Invité hier au forum de la radio Chaîne 1, M. Ouled Hocine n’a pas été tendre envers les banques et particulièrement la BADR, qu’il n’estime pas suffisamment reconnaissante pour le secteur, qui pourtant, lui a valu son aisance financière prospère aujourd’hui.

Lorsque le président de la République a décidé, en 1999, d’effacer la dette des agriculteurs évaluées à 1 400 milliards de DA, les banques étaient les premières bénéficiaires de cette mesure, puisqu’elles ont récupéré leurs fonds et ont développé leurs activités, grâce à cette aubaine.

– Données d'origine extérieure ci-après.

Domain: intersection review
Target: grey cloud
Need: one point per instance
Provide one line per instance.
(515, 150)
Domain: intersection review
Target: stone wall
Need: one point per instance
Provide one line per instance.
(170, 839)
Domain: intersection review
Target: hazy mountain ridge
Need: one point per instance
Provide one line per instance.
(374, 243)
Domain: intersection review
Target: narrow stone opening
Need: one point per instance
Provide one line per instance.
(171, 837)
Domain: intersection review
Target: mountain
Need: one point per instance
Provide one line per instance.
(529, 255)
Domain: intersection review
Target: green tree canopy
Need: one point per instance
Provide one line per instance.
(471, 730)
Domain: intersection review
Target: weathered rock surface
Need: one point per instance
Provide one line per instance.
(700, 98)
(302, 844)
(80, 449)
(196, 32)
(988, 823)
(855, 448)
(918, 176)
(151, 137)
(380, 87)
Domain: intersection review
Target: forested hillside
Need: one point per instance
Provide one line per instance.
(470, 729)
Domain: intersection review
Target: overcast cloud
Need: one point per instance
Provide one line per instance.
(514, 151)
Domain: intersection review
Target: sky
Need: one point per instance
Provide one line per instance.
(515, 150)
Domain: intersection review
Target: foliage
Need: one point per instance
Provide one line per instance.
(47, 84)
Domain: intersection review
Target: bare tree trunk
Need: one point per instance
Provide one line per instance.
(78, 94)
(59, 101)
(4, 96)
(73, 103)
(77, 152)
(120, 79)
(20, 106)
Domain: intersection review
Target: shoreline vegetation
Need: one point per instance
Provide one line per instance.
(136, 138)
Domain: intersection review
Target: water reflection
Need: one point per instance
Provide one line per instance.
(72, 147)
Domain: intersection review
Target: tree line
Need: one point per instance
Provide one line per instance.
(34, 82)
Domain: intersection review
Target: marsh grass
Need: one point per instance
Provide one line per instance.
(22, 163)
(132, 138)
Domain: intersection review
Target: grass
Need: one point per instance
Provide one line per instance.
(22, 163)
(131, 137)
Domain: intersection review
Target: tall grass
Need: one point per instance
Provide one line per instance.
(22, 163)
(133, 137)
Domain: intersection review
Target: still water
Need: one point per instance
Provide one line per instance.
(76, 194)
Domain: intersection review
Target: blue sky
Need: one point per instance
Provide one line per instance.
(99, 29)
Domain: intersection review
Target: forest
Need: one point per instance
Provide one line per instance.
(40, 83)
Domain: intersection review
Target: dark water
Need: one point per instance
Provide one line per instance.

«Les banques, aujourd’hui, sélectionnent les bénéficiaires des crédits et font du favoritisme», dénonce l’invité de la radio, qui appelle à l’intervention de l’Etat et particulièrement du ministère des Finances pour mettre fin à ces pratiques et redéfinir le rôle des banques dans le développement du secteur agricole. P our mieux illustrer ses propos, le président de la CNA a estimé les besoins en financement agricole à 15 milliards de DA. Selon lui, les agriculteurs algériens ne sont pas motivés alors qu’ils peuvent aller jusqu’à 15 milliards de dollars de production agricole.

Par ailleurs, M. Ouled Hocine est intervenu sur plusieurs autres points liés au secteur, notamment sur la sécurité alimentaire, actuellement menacée par une baisse de la production mondiale, face à une demande accentuée. Sur cette question, l’orateur attire l’attention du gouvernement sur la nécessité de prendre des mesures urgentes pour développer la production locale et assurer une autosuffisance pour certains produits alimentaires.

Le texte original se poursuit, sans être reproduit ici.